Nature Medicine ( IF 58.7 ) Pub Date : 2024-09-03 , DOI: 10.1038/s41591-024-03245-7 Claudia Hanson 1, 2, 3 , Jeroen de Bont 4 , Kristi Sidney Annerstedt 1 , Maria Del Rosario Alsina 1 , Federica Nobile 4, 5 , Nathalie Roos 6 , Peter Waiswa 7 , Andrea Pembe 8 , Jean-Paul Dossou 9 , Effie Chipeta 10 , Lenka Benova 11 , Hussein Kidanto 3 , Cherie Part 2 , Massimo Stafoggia 5 , Veronique Filippi 2 , Petter Ljungman 4, 12
Growing evidence suggests that extreme heat events affect both pregnant women and their infants, but few studies are available from sub-Saharan Africa. Using data from 138,015 singleton births in 16 hospitals in Benin, Malawi, Tanzania and Uganda, we investigated the association between extreme heat and early perinatal deaths, including antepartum and intrapartum stillbirths, and deaths within 24 h after birth using a time-stratified case–crossover design.

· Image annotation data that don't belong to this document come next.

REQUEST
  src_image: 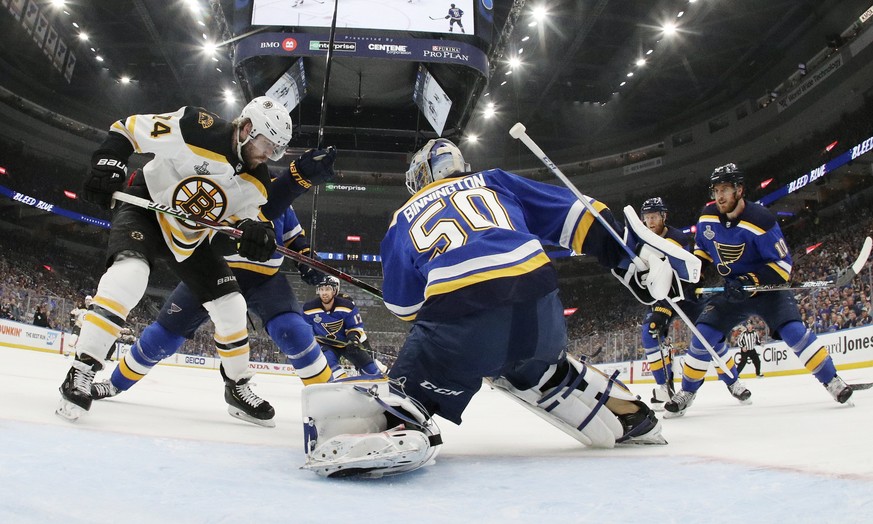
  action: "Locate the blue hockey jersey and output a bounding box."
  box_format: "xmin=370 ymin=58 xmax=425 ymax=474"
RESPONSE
xmin=694 ymin=200 xmax=792 ymax=285
xmin=381 ymin=169 xmax=620 ymax=320
xmin=303 ymin=295 xmax=367 ymax=342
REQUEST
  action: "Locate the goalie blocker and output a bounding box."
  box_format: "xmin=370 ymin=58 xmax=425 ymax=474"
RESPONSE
xmin=301 ymin=378 xmax=442 ymax=478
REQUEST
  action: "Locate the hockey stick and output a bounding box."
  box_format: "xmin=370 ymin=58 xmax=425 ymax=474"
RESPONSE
xmin=509 ymin=122 xmax=734 ymax=378
xmin=112 ymin=191 xmax=382 ymax=299
xmin=694 ymin=237 xmax=873 ymax=295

We observed an association between an increase from the 75th to the 99th percentile in mean temperature 1 week (lag 0–6 d) before childbirth and perinatal mortality (odds ratio (OR) = 1.34 (95% confidence interval (CI) 1.01–1.78)). The estimates for stillbirths were similarly positive, but CIs included unity: OR = 1.29 (95% CI 0.95–1.77) for all stillbirths, OR = 1.18 (95% CI 0.71–1.95) for antepartum stillbirths and OR = 1.64 (95% CI 0.74–3.63) for intrapartum stillbirths. The cumulative exposure–response curve suggested that the steepest slopes for heat for intrapartum stillbirths and associations were stronger during the hottest seasons. We conclude that short-term heat exposure may increase mortality risks, particularly for intrapartum stillbirths, raising the importance of improved intrapartum care.
中文翻译:
撒哈拉以南非洲 16 家医院的热暴露和围产期死亡率的时间分层病例交叉研究
越来越多的证据表明,极端高温事件会影响孕妇及其婴儿,但很少有来自撒哈拉以南非洲的研究。使用来自贝宁、马拉维、坦桑尼亚和乌干达 138,015 家医院 16 例单胎分娩的数据,我们调查了极端高温与早期围产期死亡(包括产前和产时死产)以及出生后 24 小时内死亡之间的关联使用时间分层病例交叉设计。我们观察到分娩前 1 周平均温度从第 75 个百分位数增加到第 99 个百分位数(滞后 0-6 d)与围产期死亡率之间存在关联 (比值比 (OR) = 1.34 (95% 置信区间 (CI) 1.01-1.78))。死产的估计值同样为阳性,但置信区间包括一致性:所有死产的 OR = 1.29 (95% CI 0.95-1.77),产前死产的 OR = 1.18 (95% CI 0.71-1.95),产时死产的 OR = 1.64 (95% CI 0.74-3.63)。累积暴露-反应曲线表明,在最热的季节,产时死产和关联热的最陡斜率更强。我们得出结论,短期热暴露可能会增加死亡风险,尤其是产时死产,从而提高了改善产时护理的重要性。